Aromatic compounds containing a redox-active hydroxylamine functionality are of great importance in biology and in synthetic organic chemistry. For example, arylhydroxylamines can act as a nitric oxide donor in mammals under certain conditions. They also participate as substrates in organic reactions for C–N bond formation, e.g. the metal-catalyzed nitroso-ene reaction. The redox conversions of arylhydroxylamines are, however, not well studied because of the high reactivity of these compounds and the ensuing formation of undesired side products. To address this challenge and gain insight into the redox behaviour of arylhydroxylamines in a systematic manner, we designed a family of ligands that possess an arylhydroxylamine function and can accommodate a variety of metal ions. This thesis reports the synthesis of these ligands, their complexation with three metal ions and the capacity of the complexes to catalyze a test organic reaction, the aerobic oxidation of alcohols into aldehydes.
Ligand design is based on the well-known family of salen ligands. We installed a pendant nitro group (ArNO2) on one side of the ligand via a sulphonamide linkage, while substitutions on the salicylimine side afford structural and electronic variety. Partial reduction of the nitro group provides access to the corresponding arylhydroxylamine (ArNHOH) ligand, but the reduction conditions have to be fine-tuned to avoid over-reduction to the amine (ArNH2) function. This was achieved either by catalytic hydrogenation over a poisoned palladium/charcoal catalyst or by stoichiometric transfer hydrogenation with zinc and ammonium formate. After optimization, these methods yielded four NHOH-containing ligands.
Subsequent complexation of the ligands with copper(II), nickel(II) and zinc(II) did not trigger a reaction with the redox-active NHOH function, contrary to the common belief that hydroxylamines disproportionate in the presence of metal ions. These unique complexes have been characterized by single-crystal X-ray diffraction, 1H-NMR, and mass spectrometry. These studies reveal that the hydroxylamine function is engaged in an intramolecular hydrogen bond, which we hypothesized is responsible for the metastability of the NHOH function.

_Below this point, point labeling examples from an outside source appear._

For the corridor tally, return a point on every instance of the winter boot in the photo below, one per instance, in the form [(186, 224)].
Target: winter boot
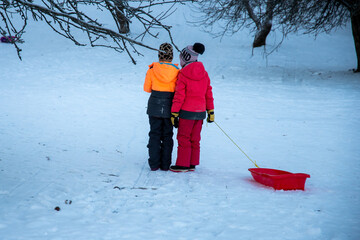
[(192, 168)]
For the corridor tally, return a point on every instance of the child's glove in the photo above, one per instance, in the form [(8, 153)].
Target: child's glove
[(175, 119), (211, 116)]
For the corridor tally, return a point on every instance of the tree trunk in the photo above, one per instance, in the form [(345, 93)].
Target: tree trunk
[(260, 36), (124, 26), (355, 24), (265, 27)]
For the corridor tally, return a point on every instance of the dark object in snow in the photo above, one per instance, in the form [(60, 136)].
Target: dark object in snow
[(8, 39), (199, 48), (278, 179)]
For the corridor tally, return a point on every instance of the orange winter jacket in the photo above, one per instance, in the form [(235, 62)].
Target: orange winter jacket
[(161, 76)]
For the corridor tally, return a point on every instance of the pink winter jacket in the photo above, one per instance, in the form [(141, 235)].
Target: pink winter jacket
[(193, 91)]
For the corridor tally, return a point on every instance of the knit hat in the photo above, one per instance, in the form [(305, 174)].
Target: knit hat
[(190, 53), (166, 52)]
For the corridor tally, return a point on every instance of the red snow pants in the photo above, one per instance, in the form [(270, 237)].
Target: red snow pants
[(188, 137)]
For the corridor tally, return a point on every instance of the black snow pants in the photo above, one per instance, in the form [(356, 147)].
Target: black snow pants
[(160, 143)]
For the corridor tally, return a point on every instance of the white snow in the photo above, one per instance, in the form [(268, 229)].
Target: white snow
[(73, 127)]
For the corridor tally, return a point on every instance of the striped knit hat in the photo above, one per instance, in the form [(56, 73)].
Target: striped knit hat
[(166, 52), (190, 53)]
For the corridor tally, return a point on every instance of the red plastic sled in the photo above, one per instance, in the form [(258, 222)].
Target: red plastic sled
[(278, 179)]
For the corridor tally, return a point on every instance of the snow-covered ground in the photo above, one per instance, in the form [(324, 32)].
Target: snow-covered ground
[(73, 134)]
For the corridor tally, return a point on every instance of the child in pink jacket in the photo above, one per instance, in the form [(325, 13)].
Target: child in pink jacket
[(193, 99)]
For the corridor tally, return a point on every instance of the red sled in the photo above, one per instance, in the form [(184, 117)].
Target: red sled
[(278, 179)]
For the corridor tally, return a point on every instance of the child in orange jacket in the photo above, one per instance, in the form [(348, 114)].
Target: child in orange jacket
[(160, 81)]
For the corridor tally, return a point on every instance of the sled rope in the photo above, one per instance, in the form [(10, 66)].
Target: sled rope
[(254, 162)]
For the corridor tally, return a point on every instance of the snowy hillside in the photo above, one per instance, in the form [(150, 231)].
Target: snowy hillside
[(73, 135)]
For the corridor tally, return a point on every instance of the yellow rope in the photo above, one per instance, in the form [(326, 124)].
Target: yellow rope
[(254, 162)]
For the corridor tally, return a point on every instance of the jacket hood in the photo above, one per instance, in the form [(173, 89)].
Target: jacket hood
[(165, 72), (194, 71)]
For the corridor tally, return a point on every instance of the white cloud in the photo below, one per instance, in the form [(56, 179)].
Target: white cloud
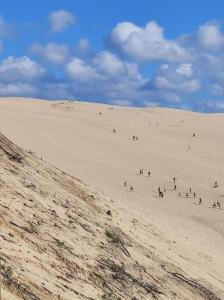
[(146, 43), (20, 69), (210, 36), (52, 52), (83, 45), (176, 78), (185, 69), (60, 20), (78, 70), (17, 89), (108, 63)]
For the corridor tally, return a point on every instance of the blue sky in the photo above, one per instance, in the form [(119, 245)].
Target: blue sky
[(136, 53)]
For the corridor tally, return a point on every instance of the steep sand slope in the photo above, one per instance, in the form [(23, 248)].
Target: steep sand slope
[(79, 140), (58, 242)]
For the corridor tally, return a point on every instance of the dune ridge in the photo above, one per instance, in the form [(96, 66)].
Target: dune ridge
[(165, 248)]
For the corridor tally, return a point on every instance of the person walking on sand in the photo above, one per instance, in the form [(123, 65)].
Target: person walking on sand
[(215, 185)]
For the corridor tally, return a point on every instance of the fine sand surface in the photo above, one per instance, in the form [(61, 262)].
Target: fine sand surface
[(74, 137)]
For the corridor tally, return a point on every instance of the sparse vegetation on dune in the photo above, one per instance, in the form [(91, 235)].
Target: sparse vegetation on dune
[(58, 242)]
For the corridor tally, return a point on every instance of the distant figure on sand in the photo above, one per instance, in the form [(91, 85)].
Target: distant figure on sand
[(215, 185), (141, 172)]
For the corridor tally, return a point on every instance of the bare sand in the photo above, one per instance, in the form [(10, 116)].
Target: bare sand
[(75, 137)]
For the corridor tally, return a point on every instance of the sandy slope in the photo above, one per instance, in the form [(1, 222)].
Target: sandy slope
[(77, 139)]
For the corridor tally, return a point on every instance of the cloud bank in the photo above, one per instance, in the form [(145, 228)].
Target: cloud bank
[(137, 66)]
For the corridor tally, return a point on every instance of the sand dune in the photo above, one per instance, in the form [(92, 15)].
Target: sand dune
[(175, 231)]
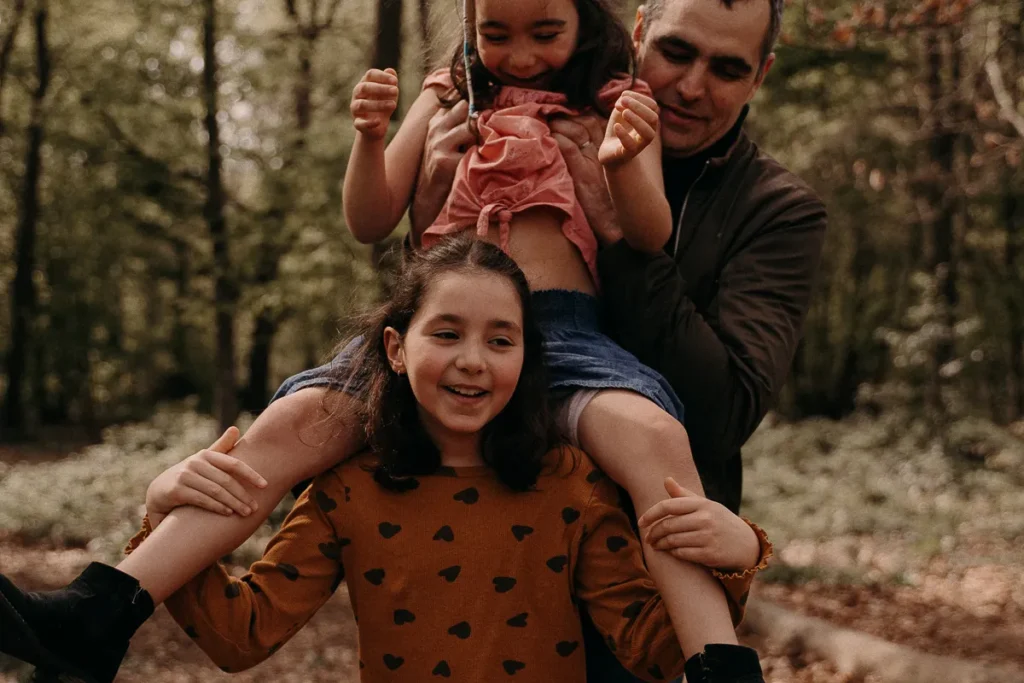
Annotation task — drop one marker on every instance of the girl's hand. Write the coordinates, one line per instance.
(632, 127)
(700, 530)
(374, 100)
(210, 479)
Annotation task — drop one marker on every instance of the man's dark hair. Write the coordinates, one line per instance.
(603, 53)
(653, 9)
(514, 443)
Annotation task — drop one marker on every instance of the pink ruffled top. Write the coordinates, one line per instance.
(517, 166)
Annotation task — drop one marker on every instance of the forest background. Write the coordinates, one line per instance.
(172, 247)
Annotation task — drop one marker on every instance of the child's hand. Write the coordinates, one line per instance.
(697, 529)
(374, 100)
(209, 479)
(632, 127)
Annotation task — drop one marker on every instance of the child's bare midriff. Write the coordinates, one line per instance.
(547, 257)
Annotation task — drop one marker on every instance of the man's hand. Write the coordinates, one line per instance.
(700, 530)
(449, 137)
(579, 139)
(210, 479)
(632, 127)
(374, 100)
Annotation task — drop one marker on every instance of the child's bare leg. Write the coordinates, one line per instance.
(294, 439)
(638, 444)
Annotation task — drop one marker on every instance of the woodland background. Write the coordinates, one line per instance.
(172, 247)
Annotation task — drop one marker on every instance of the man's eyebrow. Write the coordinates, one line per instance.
(738, 63)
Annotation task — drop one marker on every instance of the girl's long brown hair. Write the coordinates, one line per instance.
(514, 442)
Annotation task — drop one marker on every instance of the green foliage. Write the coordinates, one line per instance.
(97, 497)
(819, 479)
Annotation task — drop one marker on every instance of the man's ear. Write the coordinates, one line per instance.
(394, 350)
(638, 27)
(769, 60)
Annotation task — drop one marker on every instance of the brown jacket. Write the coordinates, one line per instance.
(720, 312)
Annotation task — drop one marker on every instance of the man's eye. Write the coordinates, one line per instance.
(728, 74)
(678, 57)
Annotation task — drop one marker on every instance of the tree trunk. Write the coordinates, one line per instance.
(426, 37)
(940, 162)
(225, 400)
(6, 48)
(387, 51)
(24, 297)
(1013, 221)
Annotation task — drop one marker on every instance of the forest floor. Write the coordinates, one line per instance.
(856, 546)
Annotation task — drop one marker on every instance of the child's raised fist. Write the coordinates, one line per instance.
(374, 100)
(632, 127)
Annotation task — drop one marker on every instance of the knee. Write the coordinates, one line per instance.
(664, 446)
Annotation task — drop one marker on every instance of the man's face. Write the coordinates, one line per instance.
(702, 61)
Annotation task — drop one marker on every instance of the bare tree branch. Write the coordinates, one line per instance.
(1008, 109)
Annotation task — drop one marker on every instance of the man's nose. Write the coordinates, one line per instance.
(692, 85)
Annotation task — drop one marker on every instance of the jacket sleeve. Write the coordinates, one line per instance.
(730, 373)
(241, 622)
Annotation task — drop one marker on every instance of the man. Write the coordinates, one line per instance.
(719, 312)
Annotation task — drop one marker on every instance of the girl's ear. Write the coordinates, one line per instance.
(638, 28)
(395, 352)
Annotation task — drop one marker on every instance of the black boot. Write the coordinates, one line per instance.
(724, 664)
(81, 631)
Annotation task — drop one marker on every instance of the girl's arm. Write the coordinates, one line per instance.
(379, 182)
(621, 597)
(241, 622)
(632, 158)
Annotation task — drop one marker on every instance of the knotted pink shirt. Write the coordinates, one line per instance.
(517, 166)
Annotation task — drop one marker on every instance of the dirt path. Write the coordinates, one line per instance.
(935, 616)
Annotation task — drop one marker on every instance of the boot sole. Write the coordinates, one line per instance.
(20, 642)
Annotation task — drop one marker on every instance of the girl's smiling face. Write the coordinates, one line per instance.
(463, 353)
(525, 42)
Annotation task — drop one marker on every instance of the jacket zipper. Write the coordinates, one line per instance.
(682, 212)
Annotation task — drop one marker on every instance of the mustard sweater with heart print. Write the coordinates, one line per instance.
(458, 579)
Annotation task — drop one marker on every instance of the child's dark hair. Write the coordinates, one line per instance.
(514, 442)
(604, 52)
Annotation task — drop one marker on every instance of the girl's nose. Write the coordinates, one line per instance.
(470, 359)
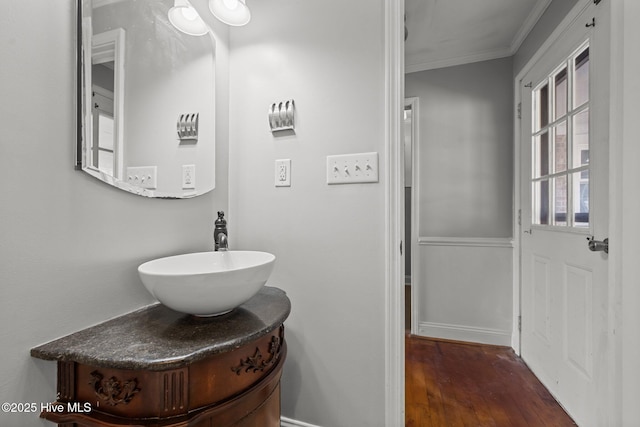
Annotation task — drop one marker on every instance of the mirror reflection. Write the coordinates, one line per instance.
(147, 108)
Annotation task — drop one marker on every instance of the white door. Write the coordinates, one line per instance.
(564, 201)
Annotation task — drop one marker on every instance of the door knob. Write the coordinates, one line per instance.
(598, 245)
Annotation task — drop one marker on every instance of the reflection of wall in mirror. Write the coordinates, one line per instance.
(168, 73)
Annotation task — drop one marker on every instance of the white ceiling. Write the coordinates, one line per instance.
(443, 33)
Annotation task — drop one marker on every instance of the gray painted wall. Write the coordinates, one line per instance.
(548, 22)
(70, 245)
(466, 149)
(328, 240)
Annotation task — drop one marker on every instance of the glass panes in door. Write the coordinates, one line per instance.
(560, 145)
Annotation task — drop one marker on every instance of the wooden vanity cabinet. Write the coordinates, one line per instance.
(238, 387)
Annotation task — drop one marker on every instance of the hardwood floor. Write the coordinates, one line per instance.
(450, 384)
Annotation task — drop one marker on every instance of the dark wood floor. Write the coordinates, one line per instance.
(451, 384)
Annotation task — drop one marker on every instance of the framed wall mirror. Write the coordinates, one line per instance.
(145, 100)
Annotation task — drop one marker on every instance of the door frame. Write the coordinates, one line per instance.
(414, 103)
(623, 267)
(573, 14)
(394, 212)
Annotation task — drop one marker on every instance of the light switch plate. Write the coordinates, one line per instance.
(188, 177)
(143, 176)
(283, 173)
(352, 168)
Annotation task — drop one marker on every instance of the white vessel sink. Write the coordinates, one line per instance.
(207, 283)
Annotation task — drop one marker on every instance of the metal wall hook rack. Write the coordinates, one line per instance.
(187, 126)
(282, 116)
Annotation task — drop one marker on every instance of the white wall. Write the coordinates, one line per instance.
(70, 244)
(626, 203)
(463, 261)
(329, 240)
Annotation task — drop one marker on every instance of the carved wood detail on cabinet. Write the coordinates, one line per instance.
(238, 388)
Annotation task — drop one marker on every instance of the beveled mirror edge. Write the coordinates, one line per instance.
(79, 91)
(80, 158)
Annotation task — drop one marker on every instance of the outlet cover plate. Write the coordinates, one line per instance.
(143, 176)
(188, 177)
(283, 173)
(352, 168)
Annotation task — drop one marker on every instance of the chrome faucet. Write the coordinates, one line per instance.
(223, 244)
(220, 239)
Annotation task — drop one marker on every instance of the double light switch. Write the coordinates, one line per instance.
(352, 168)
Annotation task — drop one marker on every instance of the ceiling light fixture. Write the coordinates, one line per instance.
(186, 19)
(231, 12)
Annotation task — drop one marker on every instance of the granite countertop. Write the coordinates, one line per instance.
(158, 338)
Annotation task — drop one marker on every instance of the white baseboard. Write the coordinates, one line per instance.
(465, 333)
(288, 422)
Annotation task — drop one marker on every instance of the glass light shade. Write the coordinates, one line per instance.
(186, 19)
(231, 12)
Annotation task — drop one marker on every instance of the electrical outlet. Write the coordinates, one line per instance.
(142, 176)
(283, 173)
(188, 177)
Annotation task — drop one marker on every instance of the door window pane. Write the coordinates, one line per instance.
(542, 107)
(541, 155)
(560, 145)
(541, 202)
(561, 87)
(560, 200)
(560, 148)
(581, 198)
(580, 152)
(581, 84)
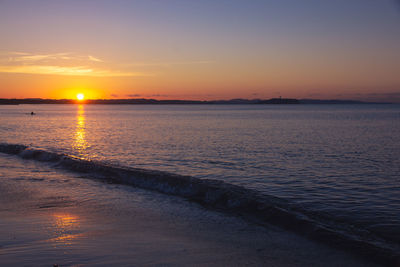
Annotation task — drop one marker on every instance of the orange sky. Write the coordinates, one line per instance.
(192, 50)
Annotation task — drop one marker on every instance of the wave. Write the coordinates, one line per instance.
(235, 199)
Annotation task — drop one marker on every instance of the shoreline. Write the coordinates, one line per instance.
(57, 217)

The complexes were screened as pre-catalysts for the aerobic oxidation of primary and benzylic alcohols to produce aldehydes. Only with benzylic alcohols was significant turnover observed, and only with the copper complexes (copper is known to enable oxygen-activation turnover). More importantly, control experiments reveal that the NHOH function is crucial for catalysis, which portends a similar mechanism as in the Markó alcohol oxidation system.
Further studies will focus on characterizing the fate of the NO bond during turnover, with the prospect of designing a novel family of catalysts for two-electron oxidation reactions.